Bundesgerichtshof klärt Entschädigungsanspruch bei Datenschutzverstoß

Bundesgerichtshof klärt Entschädigungsanspruch bei Datenschutzverstoß
Auch ein geringer Datenschutzverstoß wie die versehentliche Weitergabe von Daten eines Stellenbewerbers kann einen Entschädigungsanspruch begründen. Auf den Grad des Datenschutzverstoßes kommt es nicht an, urteilte der Bundesgerichtshof.

Karlsruhe (epd). Die von einem Arbeitgeber weitergegebene Information über einen Stellenbewerber an eine andere Person kann eine Entschädigungszahlung begründen.
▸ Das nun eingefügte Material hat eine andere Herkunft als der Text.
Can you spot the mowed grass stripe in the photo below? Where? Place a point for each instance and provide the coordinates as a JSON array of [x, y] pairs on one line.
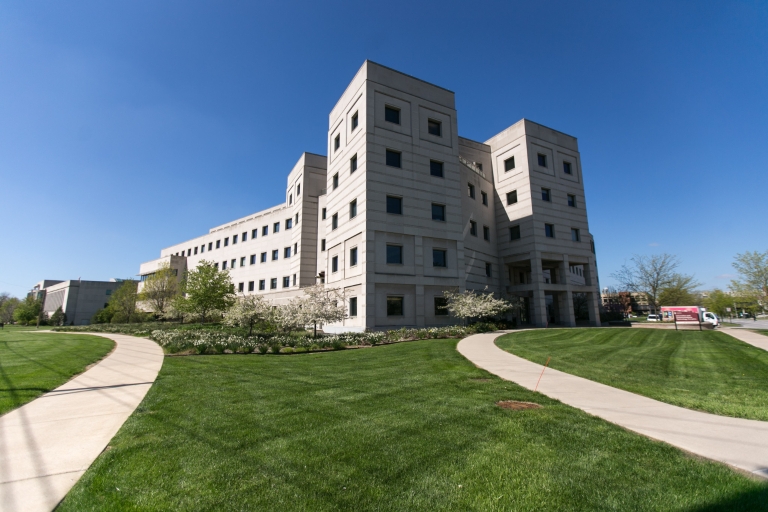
[[399, 427], [702, 370]]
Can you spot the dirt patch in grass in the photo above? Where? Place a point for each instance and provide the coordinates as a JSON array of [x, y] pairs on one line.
[[513, 405]]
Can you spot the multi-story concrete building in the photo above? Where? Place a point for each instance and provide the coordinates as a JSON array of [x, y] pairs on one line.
[[402, 209]]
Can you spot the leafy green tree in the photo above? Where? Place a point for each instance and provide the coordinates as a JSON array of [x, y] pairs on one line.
[[205, 289]]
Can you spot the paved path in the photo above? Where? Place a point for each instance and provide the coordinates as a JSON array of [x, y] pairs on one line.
[[47, 444], [738, 442]]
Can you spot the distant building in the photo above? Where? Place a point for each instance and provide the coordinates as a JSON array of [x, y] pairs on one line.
[[78, 299]]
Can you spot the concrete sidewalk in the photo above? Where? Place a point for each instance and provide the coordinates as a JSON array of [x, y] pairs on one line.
[[738, 442], [47, 444]]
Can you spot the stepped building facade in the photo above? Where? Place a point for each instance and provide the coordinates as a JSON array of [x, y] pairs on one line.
[[403, 208]]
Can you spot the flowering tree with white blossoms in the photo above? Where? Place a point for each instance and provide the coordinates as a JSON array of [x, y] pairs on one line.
[[247, 311], [471, 304]]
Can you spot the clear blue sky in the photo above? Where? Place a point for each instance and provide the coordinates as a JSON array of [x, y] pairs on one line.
[[126, 127]]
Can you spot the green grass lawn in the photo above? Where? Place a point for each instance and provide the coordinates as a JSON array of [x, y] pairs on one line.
[[33, 363], [703, 370], [412, 426]]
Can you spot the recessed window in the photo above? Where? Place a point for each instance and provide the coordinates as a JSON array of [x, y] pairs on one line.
[[394, 254], [435, 127], [391, 114], [394, 306], [441, 306], [438, 212], [436, 168], [395, 205], [575, 235], [439, 258], [394, 158]]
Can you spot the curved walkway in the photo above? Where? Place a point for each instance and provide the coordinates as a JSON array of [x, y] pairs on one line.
[[47, 444], [739, 442]]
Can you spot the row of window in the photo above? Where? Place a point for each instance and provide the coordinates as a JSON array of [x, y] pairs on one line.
[[289, 223]]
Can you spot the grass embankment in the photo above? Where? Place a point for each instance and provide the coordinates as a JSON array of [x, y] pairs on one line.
[[703, 370], [33, 363], [411, 426]]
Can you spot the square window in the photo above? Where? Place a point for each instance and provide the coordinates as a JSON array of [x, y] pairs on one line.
[[438, 212], [439, 258], [435, 127], [395, 205], [391, 114], [394, 306], [394, 254], [441, 306], [575, 235], [436, 168], [393, 158]]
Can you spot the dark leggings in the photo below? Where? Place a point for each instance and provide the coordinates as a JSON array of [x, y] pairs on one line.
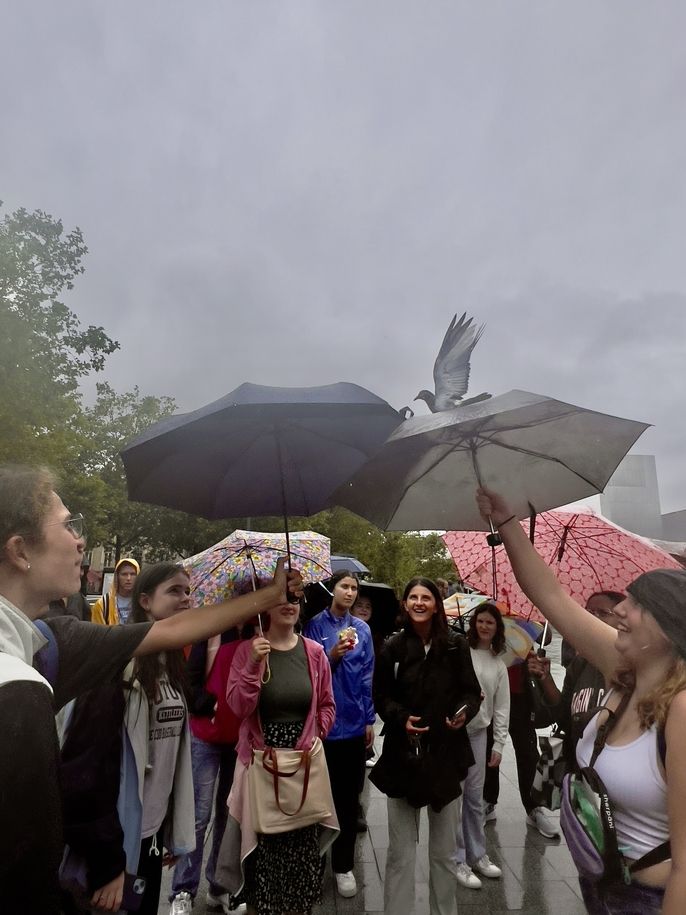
[[345, 760], [525, 745]]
Das gilt auch dann, wenn der Stellenbewerber nur befürchten muss, dass seine weitergegebenen Daten missbräuchlich verwendet werden könnten, entschied der Bundesgerichtshof (BGH) in einem am Dienstag veröffentlichten Urteil. (AZ: VI ZR 97/22) Auf den Grad des Datenschutzverstoßes kommt es für den Schadenersatzanspruch nicht an, betonten die Karlsruher Richter, die damit der Rechtsprechung des Europäischen Gerichtshofs (EuGH) folgten.

Geklagt hatte ein Stellenbewerber aus Hessen, der sich über das Online-Portal Xing bei einer Bank beworben hatte. Eine Mitarbeiterin der Bank antwortete daraufhin über den Xing-Messengerdienst, dass dessen Gehaltsvorstellungen nicht erfüllt werden könnten. Stattdessen bot die Bank dem Mann ein Jahresgehalt von 80.000 Euro an. Das Problem: Die Mitarbeiterin versandte die Nachricht nicht an den Bewerber, sondern - offensichtlich versehentlich - an eine dritte Person. Diese kannte den Bewerber und informierte ihn über die erhaltene Nachricht.

Entschädigung auch bei geringem Verschulden möglich

Daraufhin klagte der Mann auf Unterlassung und verlangte unter Verweis auf die Datenschutz-Grundverordnung (DSGVO) eine Entschädigung in Höhe von mindestens 2.500 Euro. Ihm sei mit der Weitergabe seiner Bewerberdaten ein immaterieller Schaden entstanden. Es sei zu befürchten, dass die in der gleichen Branche tätige dritte Person die Daten missbräuchlich nutze und weitergebe.

Der BGH legte den Fall dem EuGH zur Prüfung vor. Dieser urteilte am 4. September 2025, dass es für eine Entschädigung nach der DSGVO nicht auf den Grad der Schädigung ankomme (AZ.: C-655/23). Ein geringes Verschulden für einen Datenschutzverstoß vorliege, schließe eine Entschädigung nicht aus, so das Gericht.

Daraufhin urteilte der BGH, dass dem Kläger dem Grunde nach eine Entschädigung zusteht, über deren Höhe das Oberlandesgericht (OLG) Frankfurt am Main entscheiden muss. Für einen Entschädigungsanspruch müsse die betroffene Person einen tatsächlichen Schaden nachweisen. Der könne bereits im empfundenen Kontrollverlustes über die persönlichen Daten liegen. Hier bestehe zudem die begründete Befürchtung, dass die dritte Person die Angaben unbefugt verwenden könnte. Das wäre etwa der Fall, wenn sie sich als Konkurrent um eine andere Stelle bewirbt und sich mit der Verwendung der Daten des Klägers einen Vorteil verschafft.